これが最新鋭。ミステリフリークが描く本格フリークス・ミステリ。

 本来ミステリは、一人または複数の犯人が存在していて、物語の最期に誰がどんな方法で犯行を犯したか。それを明確にして終わらせるのが主眼です。
 ところが、本作は警察各位が犯人特定、もしくは証明終わりQ,E,Dとしているところに探偵役があえて異を唱え、別の視点から見直させる。という狭義のミステリに対するアンチテーゼ的な作品になっています。

 一人称、語り部が双子の兄を偏執的に溺愛している女子高生。
 探偵役が交通事故のため片足を失くし、義足と杖なしでは歩けないため、自然と安楽椅子探偵。
 
 そのラブコメのようなやり取りも含めて、旧来のミステリファンだけでなく、あまり活字慣れしていない方も読みやすいです。

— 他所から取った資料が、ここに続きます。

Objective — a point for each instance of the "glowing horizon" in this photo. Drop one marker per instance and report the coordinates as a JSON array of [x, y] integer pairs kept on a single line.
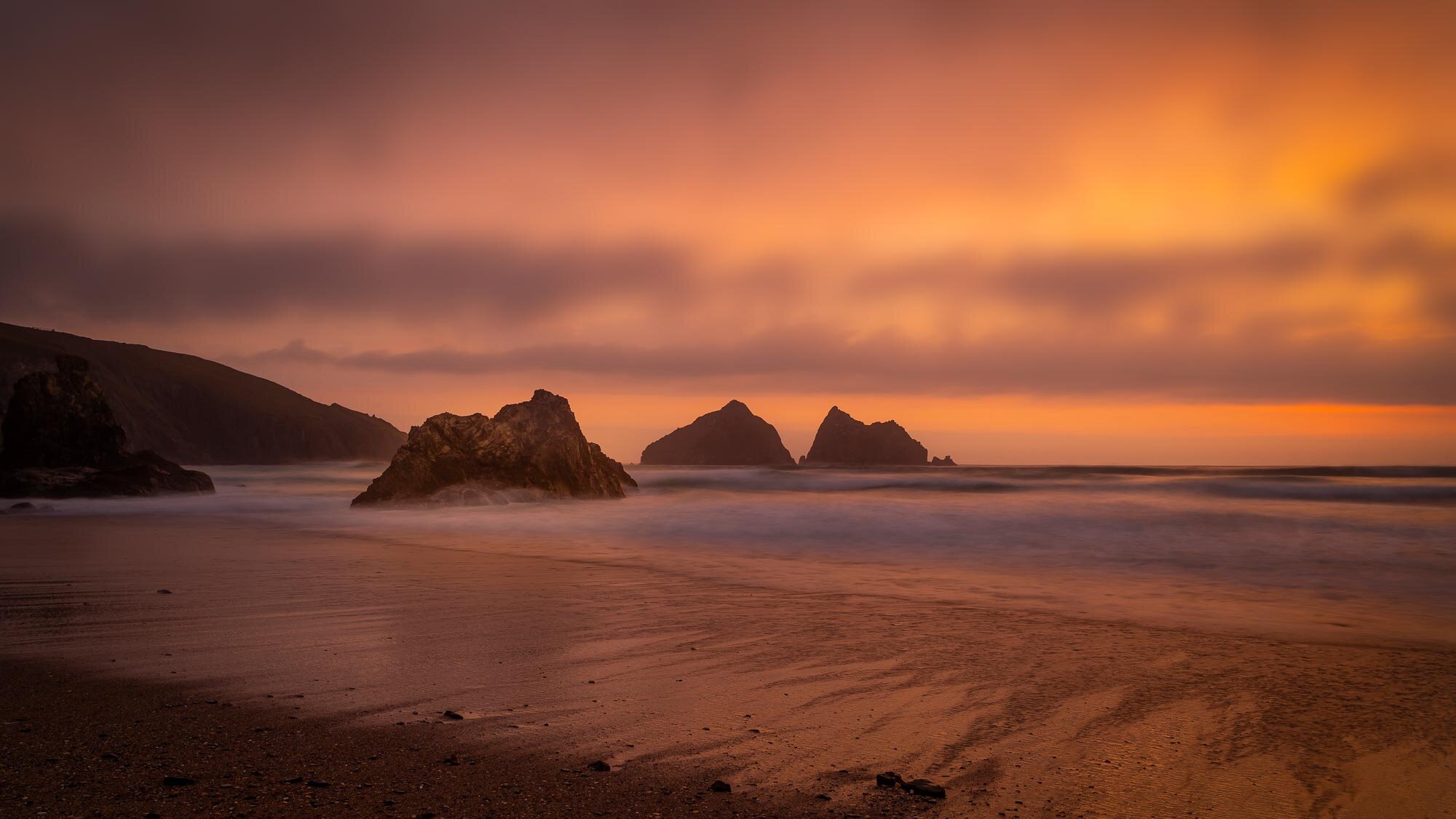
[[1160, 234]]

 内容も、行く先々で事件に出くわす『子供、少年は探偵あるある』に限らず、事件発生、容疑者の列挙、事件当時の状況説明を周知させ、それから解決編。
 そこからの――――というのが非常に巧みです。

 ただ解決、ではなくそこから敷衍させるようでいて、さらに謎を提示するアンチミステリ。
 謎解き好きな方、そうでない方、肉親を溺愛している方もどうぞ。